I always believed that Simpson was guilty, and I certainly maintain that stance today; to me, his guilt is almost a matter of common sense.
That said, the original poster is correctly speaking to a larger point: one cannot remove the O.J. Simpson case from the broader context of acrimony and enmity regarding policing and race in Los Angeles. The O.J. Simpson case, to a certain extent, was about everything except for the facts involving the murders. It was about African-Americans—understandably and justifiably—being suspicious of the LAPD after decades of abuse and the denial of their human dignity. It was about the Watts riots in 1965 (which themselves represented the outgrowth of years of acrimony and abuse), the Leonard Deadwyler killing in 1966, the Eulia Love killing in 1979, the 39th and Dalton raid in 1988, the Latasha Harlins case in 1991, and of course the Rodney King case and the acquittal of the assaulting police officers (by a nearly all-white jury) in 1992. And Mark Fuhrman's history of racist rhetoric, even if not necessarily relevant to the O.J. Simpson case, only added to the doubt and suspicion—whereby jurors proved unable to find Simpson guilty "beyond a reasonable doubt." Justice is supposed to be blind, but history matters in the real world, and all that history filtered into that jury and the courtroom.
To much of America, the O.J. Simpson case was primarily about celebrity, Hollywood, and glamour, but place yourself in the shoes of an African-American in Los Angeles circa 1995—how inclined would you have been to trust the police and the way that the judicial system had treated people who looked like you, both as victims and defendants?
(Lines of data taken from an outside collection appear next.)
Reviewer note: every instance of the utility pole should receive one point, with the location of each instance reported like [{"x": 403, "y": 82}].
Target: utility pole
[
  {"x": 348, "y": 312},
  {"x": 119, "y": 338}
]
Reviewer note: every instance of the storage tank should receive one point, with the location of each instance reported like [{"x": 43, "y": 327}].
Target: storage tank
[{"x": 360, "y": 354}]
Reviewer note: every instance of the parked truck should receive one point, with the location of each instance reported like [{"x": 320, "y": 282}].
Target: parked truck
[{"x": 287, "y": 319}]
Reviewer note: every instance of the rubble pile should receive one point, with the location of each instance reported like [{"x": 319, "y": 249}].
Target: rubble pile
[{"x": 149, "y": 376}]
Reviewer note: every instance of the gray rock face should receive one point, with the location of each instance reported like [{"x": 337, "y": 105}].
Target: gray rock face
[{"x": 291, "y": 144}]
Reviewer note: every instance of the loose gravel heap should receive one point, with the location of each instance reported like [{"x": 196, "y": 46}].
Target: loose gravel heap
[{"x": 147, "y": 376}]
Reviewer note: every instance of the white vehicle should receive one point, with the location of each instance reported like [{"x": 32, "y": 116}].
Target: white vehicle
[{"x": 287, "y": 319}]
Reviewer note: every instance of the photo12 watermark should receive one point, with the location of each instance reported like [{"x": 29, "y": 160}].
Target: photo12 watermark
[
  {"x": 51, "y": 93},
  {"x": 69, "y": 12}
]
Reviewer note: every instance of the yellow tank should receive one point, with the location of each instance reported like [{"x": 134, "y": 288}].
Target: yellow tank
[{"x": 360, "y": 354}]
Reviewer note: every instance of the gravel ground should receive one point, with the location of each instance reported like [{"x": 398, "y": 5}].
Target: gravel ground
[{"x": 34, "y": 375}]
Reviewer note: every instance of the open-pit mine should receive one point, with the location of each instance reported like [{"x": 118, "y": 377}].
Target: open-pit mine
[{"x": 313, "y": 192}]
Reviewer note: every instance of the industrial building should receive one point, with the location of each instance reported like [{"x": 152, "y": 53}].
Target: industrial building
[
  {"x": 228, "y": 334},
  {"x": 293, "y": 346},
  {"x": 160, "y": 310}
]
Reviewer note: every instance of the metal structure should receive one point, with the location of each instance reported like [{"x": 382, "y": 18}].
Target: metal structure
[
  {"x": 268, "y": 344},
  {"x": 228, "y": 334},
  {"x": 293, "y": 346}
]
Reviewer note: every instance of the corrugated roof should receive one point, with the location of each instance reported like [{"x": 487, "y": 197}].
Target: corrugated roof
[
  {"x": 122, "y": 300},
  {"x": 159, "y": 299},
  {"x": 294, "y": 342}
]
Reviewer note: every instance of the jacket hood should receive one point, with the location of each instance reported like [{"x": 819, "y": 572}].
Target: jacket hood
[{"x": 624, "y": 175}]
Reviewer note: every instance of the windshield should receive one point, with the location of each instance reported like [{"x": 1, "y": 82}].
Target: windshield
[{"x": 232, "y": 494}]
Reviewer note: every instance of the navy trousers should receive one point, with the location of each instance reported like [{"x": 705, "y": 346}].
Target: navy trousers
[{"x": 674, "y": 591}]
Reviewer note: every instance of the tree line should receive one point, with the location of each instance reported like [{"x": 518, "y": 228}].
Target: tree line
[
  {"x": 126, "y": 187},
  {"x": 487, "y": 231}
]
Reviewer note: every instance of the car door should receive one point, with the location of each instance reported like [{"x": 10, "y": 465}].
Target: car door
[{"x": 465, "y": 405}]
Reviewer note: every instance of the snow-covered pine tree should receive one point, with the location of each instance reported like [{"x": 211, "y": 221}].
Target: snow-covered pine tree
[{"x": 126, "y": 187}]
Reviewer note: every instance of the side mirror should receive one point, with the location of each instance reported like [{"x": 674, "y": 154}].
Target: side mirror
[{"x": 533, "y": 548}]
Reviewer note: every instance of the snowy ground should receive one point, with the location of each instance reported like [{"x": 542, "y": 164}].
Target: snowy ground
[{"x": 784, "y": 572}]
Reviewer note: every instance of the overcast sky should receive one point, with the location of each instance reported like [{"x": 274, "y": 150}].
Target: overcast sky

In a sense, the O.J. Simpson verdict was the comeuppance for the LAPD's wretched racial history. No, not all—maybe not the majority—of LAPD officers were bigots, but clearly there was a lot of abuse, a lot of dehumanization of minorities and especially poorer African-Americans, and an institutional culture that condoned and even encouraged such behavior. And, in the end, there was a price to pay—namely, distrust that proved so intense and understandable that it resulted in a killer walking free.